The Stockton Project was conducted last year in response to a challenge by the Stockton Record, the city’s daily newspaper, that local leaders find a “new direction” for the community.

In recent years, with city officials often leading the way, Stockton has become a frequent source of bizarre news stories:

- In August, 1982, Stockton’s waterfront renovation plans were stalled when Eckhard Schmitz, a prominent citizen and major developer of the project, was charged with a series of sex offenses against teen-age boys. Schmitz was sentenced to 13 years in prison but subsequently was released pending appeal when he posted all his possessions, including his interest in the waterfront redevelopment contract, as bond. He then fled to Europe and is still at large, leaving the renovation project in limbo.

- In December, 1984, Stockton City Councilman Mark Stebbins, who claimed to be black although everyone else in his family, including his parents, are white, was recalled from office and replaced by Ralph Lee White, who is black.

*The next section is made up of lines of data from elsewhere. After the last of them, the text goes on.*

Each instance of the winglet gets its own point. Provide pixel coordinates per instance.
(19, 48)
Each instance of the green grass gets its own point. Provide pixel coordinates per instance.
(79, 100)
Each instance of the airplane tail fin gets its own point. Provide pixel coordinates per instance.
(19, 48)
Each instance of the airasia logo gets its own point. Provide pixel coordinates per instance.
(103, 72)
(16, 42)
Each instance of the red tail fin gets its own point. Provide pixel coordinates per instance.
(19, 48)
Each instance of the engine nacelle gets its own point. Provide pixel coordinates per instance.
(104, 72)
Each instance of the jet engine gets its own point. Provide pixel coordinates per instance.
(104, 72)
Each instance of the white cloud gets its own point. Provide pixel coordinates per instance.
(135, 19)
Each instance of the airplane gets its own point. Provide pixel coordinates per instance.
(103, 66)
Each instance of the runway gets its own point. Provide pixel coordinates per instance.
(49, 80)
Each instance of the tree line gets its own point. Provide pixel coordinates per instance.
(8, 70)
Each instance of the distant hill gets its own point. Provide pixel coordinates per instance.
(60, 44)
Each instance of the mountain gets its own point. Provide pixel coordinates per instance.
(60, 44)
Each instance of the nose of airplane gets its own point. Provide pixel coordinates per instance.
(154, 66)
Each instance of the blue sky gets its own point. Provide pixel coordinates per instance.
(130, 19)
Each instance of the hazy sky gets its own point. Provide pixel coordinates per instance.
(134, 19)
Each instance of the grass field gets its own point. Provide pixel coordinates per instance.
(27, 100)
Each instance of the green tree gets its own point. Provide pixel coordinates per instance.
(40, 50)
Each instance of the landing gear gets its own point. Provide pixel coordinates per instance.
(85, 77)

- In July, 1985, then-Mayor Randall Ronk was kicked out of office by fellow council members who accused him of falsifying about $3,000 in vouchers for travel expenses to Fresno and Bakersfield. Ronk reportedly admitted having doctored the vouchers but said he had done so only to recoup money that he had spent during a secret investigation into alleged City Hall corruption that was never proved. The previous April, Ronk had been acquitted by a Superior Court jury of criminal charges that he falsified the vouchers.

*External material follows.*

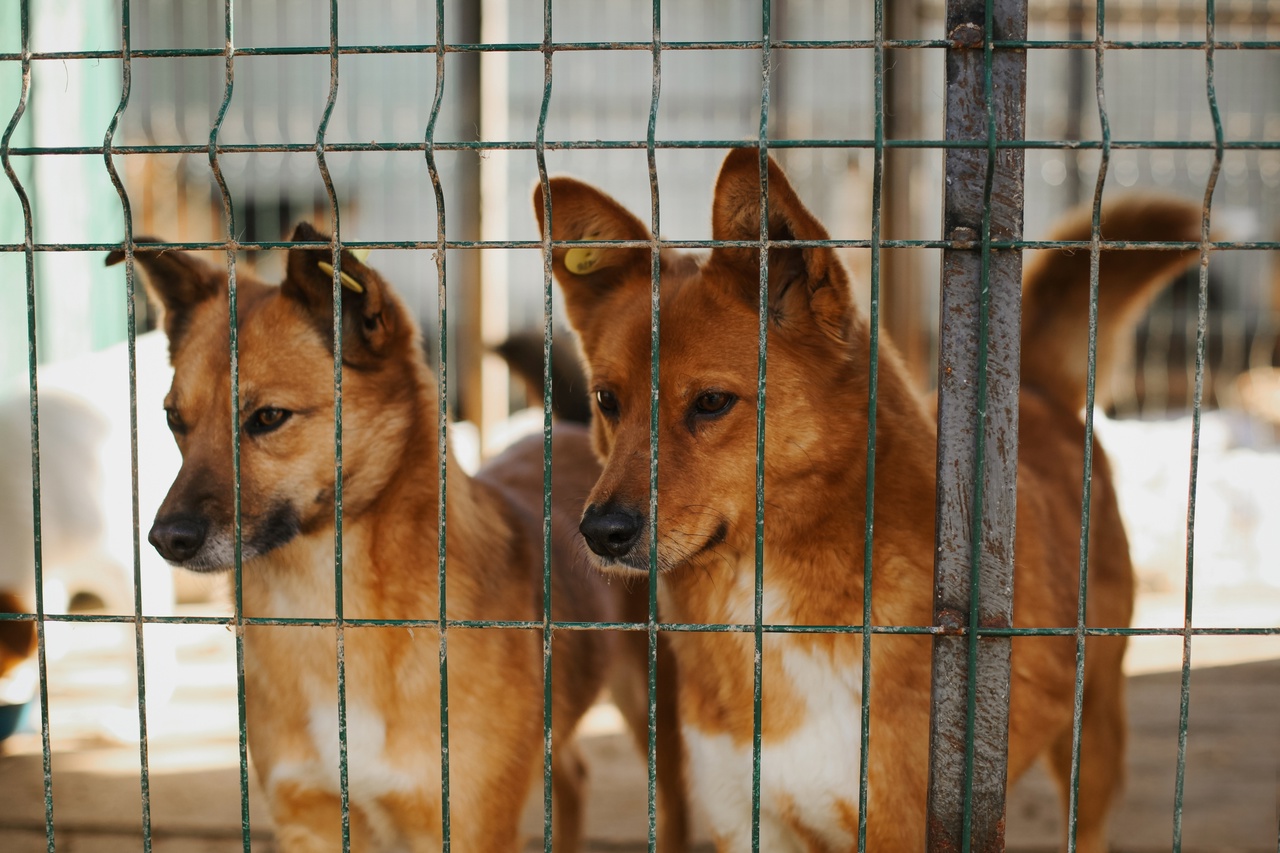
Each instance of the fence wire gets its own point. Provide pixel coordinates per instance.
(773, 53)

- Last October, Councilman White was charged with voter intimidation stemming from accusations that he pressured people to vote for him on absentee ballots. White readily admitted that he showed people how to fill out absentee ballots and that he took completed ballots to his home and kept them there overnight before mailing them to election officials. But White denied that he did anything wrong. The criminal charges were subsequently dismissed, but, in a civil action, a judge ruled that White’s election was illegal. He has appealed the ruling and remains in office.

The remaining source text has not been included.